When calculating nuclear magnetic moments, how does one decide between $l+\frac{1}{2}$ and $l-\frac{1}{2}$ Schmidt lines?

I am calculating the nuclear magnetic moment of aluminium-27 (Z=13). By looking at a nuclear energy diagram it can be seen that $$j=\frac{5}{2}, s=\frac{1}{2}, l=2.$$ Since there are an even number of neutrons and an odd number of protons, we are concerned with just the final odd proton, since the rest of the nucleons will pair up, resulting in a net magnetic moment of zero.

We must now decide on which Schmidt line to use when calculating the g-factor, the two choices being that corresponding to $j=l+\frac{1}{2}$: $$g_J=\Big(1+\frac{1}{2j}\Big)g_l+\frac{1}{2j}g_s$$ or $j=l-\frac{1}{2}$: $$g_J=\frac{1}{j+1}\Big[\Big(j+\frac{3}{2}\Big)g_l-\frac{1}{2}g_s\Big].$$

Once this has been decided, we can simply use $$\mu_J=g_J\mu_Nj.$$

But how can I decide on which one? I am thinking that it would depend on whether the off nucleon is spin up or spin down, but then how would you know that?

Using the shell model (Woods-Saxon with spin-orbit correction potential) you can fill all the neutron shells up to the $1d_{5/2}$ level.
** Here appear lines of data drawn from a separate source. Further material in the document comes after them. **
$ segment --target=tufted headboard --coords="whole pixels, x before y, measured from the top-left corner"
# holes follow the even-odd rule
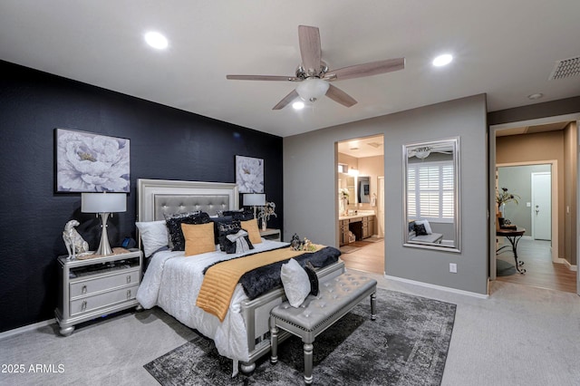
[[[237,185],[230,183],[138,179],[137,192],[137,221],[162,220],[164,213],[202,210],[214,216],[238,208]]]

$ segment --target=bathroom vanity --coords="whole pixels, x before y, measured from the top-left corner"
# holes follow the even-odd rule
[[[339,245],[344,246],[351,242],[350,234],[353,232],[355,240],[362,240],[374,235],[376,216],[372,210],[359,210],[348,216],[338,217]]]

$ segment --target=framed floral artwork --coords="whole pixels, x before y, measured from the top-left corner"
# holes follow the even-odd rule
[[[57,192],[129,193],[130,140],[54,130]]]
[[[236,156],[236,183],[240,193],[264,193],[264,159]]]

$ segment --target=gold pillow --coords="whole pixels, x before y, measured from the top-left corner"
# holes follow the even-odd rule
[[[262,236],[260,236],[260,231],[257,229],[257,220],[256,218],[240,221],[239,224],[242,229],[246,229],[247,232],[247,236],[250,237],[252,244],[259,244],[262,242]]]
[[[185,238],[185,256],[214,252],[214,223],[181,224],[181,231]]]

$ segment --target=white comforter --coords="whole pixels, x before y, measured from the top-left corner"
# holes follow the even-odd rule
[[[197,307],[196,299],[203,281],[203,270],[213,263],[243,255],[275,249],[288,243],[262,239],[246,254],[227,255],[209,252],[194,256],[185,253],[162,251],[152,257],[137,291],[137,301],[144,308],[159,305],[185,325],[214,340],[218,352],[227,358],[248,361],[246,325],[240,302],[246,299],[241,285],[236,286],[229,310],[223,323],[217,316]],[[237,367],[237,366],[236,366]]]

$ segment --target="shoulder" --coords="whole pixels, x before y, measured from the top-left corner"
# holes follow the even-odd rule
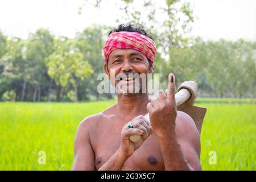
[[[200,154],[199,132],[194,121],[188,114],[181,111],[177,112],[176,131],[180,142],[189,144]]]
[[[195,121],[190,115],[183,111],[177,111],[176,125],[180,130],[182,130],[183,131],[192,130],[192,131],[199,134]]]

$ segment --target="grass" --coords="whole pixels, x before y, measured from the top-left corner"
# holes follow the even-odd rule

You can do the same for the proton shells and it will result in a hole in the $1d_{5/2}$. The total angular moment J of the nucleus corresponds to the total angular moment of the (missing) proton, which is $J^\pi=\frac{5}{2}^+$. The hole is in the stretch level $1d_{5/2}$ which is $j=l+\frac{1}{2}=2+\frac{1}{2}=\frac{5}{2}$. So you should go for the g-factor calculated for $j=l+\frac{1}{2}$: $$g_j=(1+\frac{1}{2j})g_l+\frac{1}{2j}g_s$$